9. Le présent jugement implique nécessairement, eu égard à ses motifs, que le préfet de la Sarthe délivre à M. B le titre de séjour sollicité, dans un délai d'un mois à compter de la notification du présent jugement. Il n'y a pas lieu d'assortir cette injonction d'une astreinte.

Sur les frais liés au litige :

10. M. B a obtenu le bénéfice de l'aide juridictionnelle totale. Par suite, il y a lieu, dans les circonstances de l'espèce, de mettre à la charge de l'État, qui est la partie perdante dans cette instance, la somme de 1 200 euros à verser à Me Ifrah sur le fondement des articles

L. 761-1 du code de justice administrative et 37 de la loi du 10 juillet 1991 relative à l'aide juridique. Conformément aux dispositions de ce dernier article, la perception de cette somme vaudra renonciation de cet avocat au versement de la part contributive de l'État au titre de l'aide juridictionnelle qui a été accordée au requérant.

D E C I D E :

Article 1er : La décision du 6 décembre 2021 du préfet de la Sarthe prise à l'égard de M. B est annulée.

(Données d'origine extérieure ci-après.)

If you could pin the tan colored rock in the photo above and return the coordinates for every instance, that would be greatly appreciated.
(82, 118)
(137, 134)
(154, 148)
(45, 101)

Article 2 : Il est enjoint au le préfet de la Sarthe de délivrer à M. B, dans le délai d'un mois à compter de la notification du présent jugement, le titre de séjour sollicité.

Article 3 : L'État versera à Me Ifrah une somme de 1 200 euros en application des articles

L. 761-1 du code de justice administrative et 37 de la loi n° 91-647 du 10 juillet 1991.

Article 4 : Le surplus des conclusions de la requête de M. B est rejeté.

Article 5 : Le présent jugement sera notifié à M. B, à Me Ifrah et au préfet de la Sarthe.

Délibéré après l'audience du 14 mai 2025, à laquelle siégeaient :

Mme Rimeu, présidente,

M. Jégard, premier conseiller,

Mme El Mouats-Saint-Dizier, conseillère.

Rendu public par mise à disposition au greffe le 4 juin 2025.

Le rapporteur,

X. JÉGARDLa présidente,

S. RIMEU

La greffière,

A. GOUDOU

La République mande et ordonne au préfet de la Sarthe en ce qui le concerne ou à tous commissaires de justice à ce requis en ce qui concerne les voies de droit commun

contre les parties privées, de pourvoir à l'exécution de la présente décision.